En síntesis. Si el derecho es quien va a determinar que las obras hechas o asistidas con IA son obras de arte y decide protegerlas, ¿Qué haremos entonces con la Arsología (la filofosía y la estética del arte)? En ese nuevo marco, ¿Quiénes serían los críticos de arte? ¿ingenieros industriales, especialistas en diseño, en robótica; desarrolladores de IA y Machine Learning?¿Qué hacemos con los críticos del arte y los especialistas en filosofía del arte y qué con los especialistas que emiten expertizajes? ¿Podrían por lo menos aspirar a ser peritos especializados en los tribunales? Lo lamentable de esta judicialización del arte generada por la IA, es que el arte podría ya no depender de lo estético, sino de la sociología del diseño, del marketing y de resoluciones judiciales. Más ahora que las neurociencias nos dicen que el ser humano no es solo un ser racional, como afirmaban Platón y Aristóteles, sino un ser altamente emocional.

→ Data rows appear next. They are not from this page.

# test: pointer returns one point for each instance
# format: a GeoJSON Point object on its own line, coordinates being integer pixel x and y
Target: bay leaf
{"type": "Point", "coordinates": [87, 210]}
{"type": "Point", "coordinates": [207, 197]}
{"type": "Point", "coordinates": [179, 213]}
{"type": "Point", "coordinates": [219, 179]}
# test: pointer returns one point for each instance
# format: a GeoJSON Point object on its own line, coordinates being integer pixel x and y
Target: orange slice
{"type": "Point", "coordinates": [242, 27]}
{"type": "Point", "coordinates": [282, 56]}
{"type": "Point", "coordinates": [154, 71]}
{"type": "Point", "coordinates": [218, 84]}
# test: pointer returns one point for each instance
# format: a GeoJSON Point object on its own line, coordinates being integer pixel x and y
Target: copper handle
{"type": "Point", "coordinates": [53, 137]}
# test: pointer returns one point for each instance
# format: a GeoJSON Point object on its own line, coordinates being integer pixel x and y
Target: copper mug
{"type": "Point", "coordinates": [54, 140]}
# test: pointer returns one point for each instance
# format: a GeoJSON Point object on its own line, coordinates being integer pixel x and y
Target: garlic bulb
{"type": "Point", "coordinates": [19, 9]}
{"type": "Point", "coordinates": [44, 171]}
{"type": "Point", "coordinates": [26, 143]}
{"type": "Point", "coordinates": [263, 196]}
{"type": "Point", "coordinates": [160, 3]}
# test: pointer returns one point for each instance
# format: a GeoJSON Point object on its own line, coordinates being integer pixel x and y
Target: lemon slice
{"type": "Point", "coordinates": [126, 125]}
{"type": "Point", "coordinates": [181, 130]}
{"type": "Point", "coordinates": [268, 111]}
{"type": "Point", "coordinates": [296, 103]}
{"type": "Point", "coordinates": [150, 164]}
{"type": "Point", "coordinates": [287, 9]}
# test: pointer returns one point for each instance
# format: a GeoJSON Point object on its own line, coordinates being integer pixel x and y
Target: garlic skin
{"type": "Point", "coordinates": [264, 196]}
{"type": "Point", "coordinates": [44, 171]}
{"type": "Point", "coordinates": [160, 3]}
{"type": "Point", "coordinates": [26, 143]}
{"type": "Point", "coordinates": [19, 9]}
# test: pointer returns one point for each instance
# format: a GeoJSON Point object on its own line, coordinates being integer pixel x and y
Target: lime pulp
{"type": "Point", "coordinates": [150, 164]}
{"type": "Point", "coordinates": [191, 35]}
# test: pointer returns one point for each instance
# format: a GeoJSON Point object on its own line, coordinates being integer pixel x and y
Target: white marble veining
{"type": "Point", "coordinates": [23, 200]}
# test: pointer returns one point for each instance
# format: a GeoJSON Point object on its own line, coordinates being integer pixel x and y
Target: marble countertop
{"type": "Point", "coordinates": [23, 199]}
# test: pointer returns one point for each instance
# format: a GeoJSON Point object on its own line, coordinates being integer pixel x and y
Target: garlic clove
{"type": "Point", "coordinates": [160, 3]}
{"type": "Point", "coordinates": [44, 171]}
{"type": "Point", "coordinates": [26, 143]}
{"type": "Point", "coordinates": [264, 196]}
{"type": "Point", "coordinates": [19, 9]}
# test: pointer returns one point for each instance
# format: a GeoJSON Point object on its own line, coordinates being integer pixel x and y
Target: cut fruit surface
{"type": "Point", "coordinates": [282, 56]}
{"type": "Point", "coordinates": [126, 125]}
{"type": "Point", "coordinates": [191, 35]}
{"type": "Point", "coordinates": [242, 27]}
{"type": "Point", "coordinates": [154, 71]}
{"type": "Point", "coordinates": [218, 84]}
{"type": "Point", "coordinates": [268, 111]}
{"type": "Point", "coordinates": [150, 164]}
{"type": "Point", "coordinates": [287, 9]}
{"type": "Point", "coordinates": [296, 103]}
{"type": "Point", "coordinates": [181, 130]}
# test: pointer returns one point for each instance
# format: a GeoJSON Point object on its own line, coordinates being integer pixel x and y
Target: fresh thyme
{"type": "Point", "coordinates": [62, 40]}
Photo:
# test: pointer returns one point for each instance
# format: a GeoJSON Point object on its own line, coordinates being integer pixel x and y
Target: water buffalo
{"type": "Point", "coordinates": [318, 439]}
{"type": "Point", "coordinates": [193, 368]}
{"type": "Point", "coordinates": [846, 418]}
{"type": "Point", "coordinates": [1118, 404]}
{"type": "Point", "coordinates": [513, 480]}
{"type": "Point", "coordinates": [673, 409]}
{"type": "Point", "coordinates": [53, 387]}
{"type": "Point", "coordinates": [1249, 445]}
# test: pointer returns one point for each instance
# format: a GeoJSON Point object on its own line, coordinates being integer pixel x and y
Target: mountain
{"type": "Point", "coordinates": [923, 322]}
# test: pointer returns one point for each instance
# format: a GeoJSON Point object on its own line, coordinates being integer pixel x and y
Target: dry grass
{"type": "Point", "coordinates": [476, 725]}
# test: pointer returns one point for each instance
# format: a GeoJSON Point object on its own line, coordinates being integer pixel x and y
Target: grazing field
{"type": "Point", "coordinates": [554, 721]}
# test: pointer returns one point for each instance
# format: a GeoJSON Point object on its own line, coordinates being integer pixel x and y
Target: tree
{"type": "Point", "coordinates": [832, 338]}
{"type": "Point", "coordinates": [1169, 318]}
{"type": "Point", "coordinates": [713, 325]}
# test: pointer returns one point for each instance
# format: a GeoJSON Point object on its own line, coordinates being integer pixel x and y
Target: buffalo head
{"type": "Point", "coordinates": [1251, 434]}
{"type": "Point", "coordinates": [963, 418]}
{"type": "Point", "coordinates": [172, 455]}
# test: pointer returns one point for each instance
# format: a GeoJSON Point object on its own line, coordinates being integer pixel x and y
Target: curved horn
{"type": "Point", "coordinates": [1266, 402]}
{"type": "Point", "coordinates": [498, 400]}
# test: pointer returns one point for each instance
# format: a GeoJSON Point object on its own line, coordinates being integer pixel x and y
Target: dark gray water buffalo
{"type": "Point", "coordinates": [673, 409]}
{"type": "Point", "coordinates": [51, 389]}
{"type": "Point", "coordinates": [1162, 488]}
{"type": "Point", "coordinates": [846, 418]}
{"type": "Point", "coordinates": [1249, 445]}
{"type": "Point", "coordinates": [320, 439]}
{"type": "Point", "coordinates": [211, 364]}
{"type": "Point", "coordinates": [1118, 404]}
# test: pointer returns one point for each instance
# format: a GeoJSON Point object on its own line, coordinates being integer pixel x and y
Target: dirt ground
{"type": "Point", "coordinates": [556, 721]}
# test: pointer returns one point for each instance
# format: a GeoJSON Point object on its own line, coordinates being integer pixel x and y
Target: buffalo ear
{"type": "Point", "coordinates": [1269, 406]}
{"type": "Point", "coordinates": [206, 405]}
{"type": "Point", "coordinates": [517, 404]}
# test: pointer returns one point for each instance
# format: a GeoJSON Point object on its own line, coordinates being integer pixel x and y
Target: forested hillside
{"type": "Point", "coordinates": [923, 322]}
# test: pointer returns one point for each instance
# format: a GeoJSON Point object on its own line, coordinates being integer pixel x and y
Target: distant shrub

En lo personal, no creo que la IA tenga el potencial de redefinir las fronteras entre las disciplinas artísticas. Antes bien, considero que tiene el potencial de sustraer el valor real de la creación humana mediante una suerte de reduflación artística con cargo al consumidor cultural. Dicho potencial acelera la decadencia de los códigos del saber culto, así como de la filosofía y la estética del arte.